I co-opted some e-mail-filtering software that classifies similarities between texts, such as word frequencies. I trained it using two groups of papers — my own and papers I thought were interesting, and papers I did not like. I then used the software to classify papers written by Davis faculty members as interesting or not interesting. I had trained the software on pure physics, but it kept giving me papers on ecology and genomics because there are mathematical similarities between the fields, such as how they describe the time evolution of spatial patterns for either particles or organisms. I was stunned. I was led to papers on metagenomics, and to Jonathan Eisen, who studies microbial ecology and evolution.

Was it a good move for you?

Definitely. Soon after I arrived in Eisen's lab, I got the opportunity to visit the volcanic Kamchatka Peninsula in Russia, which is like Disneyland for microbial ecologists because there are so many different types of microbial metabolism in the region. I spent lots of time hiking around the Mutnovsky volcano, which erupted violently in 2000, sterilizing the region.

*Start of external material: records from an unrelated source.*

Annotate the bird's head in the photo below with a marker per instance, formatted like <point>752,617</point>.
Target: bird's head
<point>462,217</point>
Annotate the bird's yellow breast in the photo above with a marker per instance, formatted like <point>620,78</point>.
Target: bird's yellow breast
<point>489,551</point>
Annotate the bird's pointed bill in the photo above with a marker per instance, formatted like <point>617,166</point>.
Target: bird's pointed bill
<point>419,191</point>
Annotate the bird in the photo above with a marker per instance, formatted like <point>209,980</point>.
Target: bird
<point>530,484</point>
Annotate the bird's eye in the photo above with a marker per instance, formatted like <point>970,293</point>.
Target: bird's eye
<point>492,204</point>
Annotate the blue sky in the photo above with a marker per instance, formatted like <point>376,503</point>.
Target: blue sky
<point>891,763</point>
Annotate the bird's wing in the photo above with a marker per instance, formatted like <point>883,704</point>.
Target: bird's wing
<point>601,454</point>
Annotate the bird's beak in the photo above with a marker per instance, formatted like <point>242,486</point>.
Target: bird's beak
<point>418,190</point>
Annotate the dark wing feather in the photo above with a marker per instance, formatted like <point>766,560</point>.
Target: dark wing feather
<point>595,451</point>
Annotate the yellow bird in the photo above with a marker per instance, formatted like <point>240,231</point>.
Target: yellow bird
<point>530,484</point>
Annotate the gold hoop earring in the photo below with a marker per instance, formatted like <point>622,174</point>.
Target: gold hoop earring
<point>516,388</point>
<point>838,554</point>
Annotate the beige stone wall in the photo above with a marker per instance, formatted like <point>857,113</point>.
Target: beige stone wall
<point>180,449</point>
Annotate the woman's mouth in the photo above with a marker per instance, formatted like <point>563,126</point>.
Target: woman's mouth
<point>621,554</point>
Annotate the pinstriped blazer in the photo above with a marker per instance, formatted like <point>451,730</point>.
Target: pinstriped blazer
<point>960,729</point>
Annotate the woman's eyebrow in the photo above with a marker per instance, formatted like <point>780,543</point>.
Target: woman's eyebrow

I got more and more interested in figuring out how microbes got there.

How have you used 3D printing?

I am working in this weird space between ecology, genomics, maths and molecular biology, so there are not a lot of ready-made tools. If tools do exist, they are usually too expensive or not flexible enough for my needs. So I bought a 3D printer to build tools for a fraction of the cost. For example, I printed an adapter that turns an automatic hammer into a bead grinder, which allowed me to do field-based DNA extraction. I have also used it to prototype a zero-gravity microtitre plate for use in Project MERCURRI, a citizen-science project about microbes on the International Space Station. Oddly, the thing that struck a nerve among readers of my blog was when I printed gel combs — pieces of plastic used in gel electrophoresis — for pennies compared to their usual US$50 price tag.

How do you use social media to interact with the scientific community?

Mainly to discuss research ideas. I used my blog and Twitter to seek input on my PhD project before my qualifying exams. I got informative and humbling feedback. Some professors and graduate students e-mailed me papers I would not have known to look for; others suggested stronger and simpler experimental approaches. I did a test run on a world-class stage and I got world-class comments.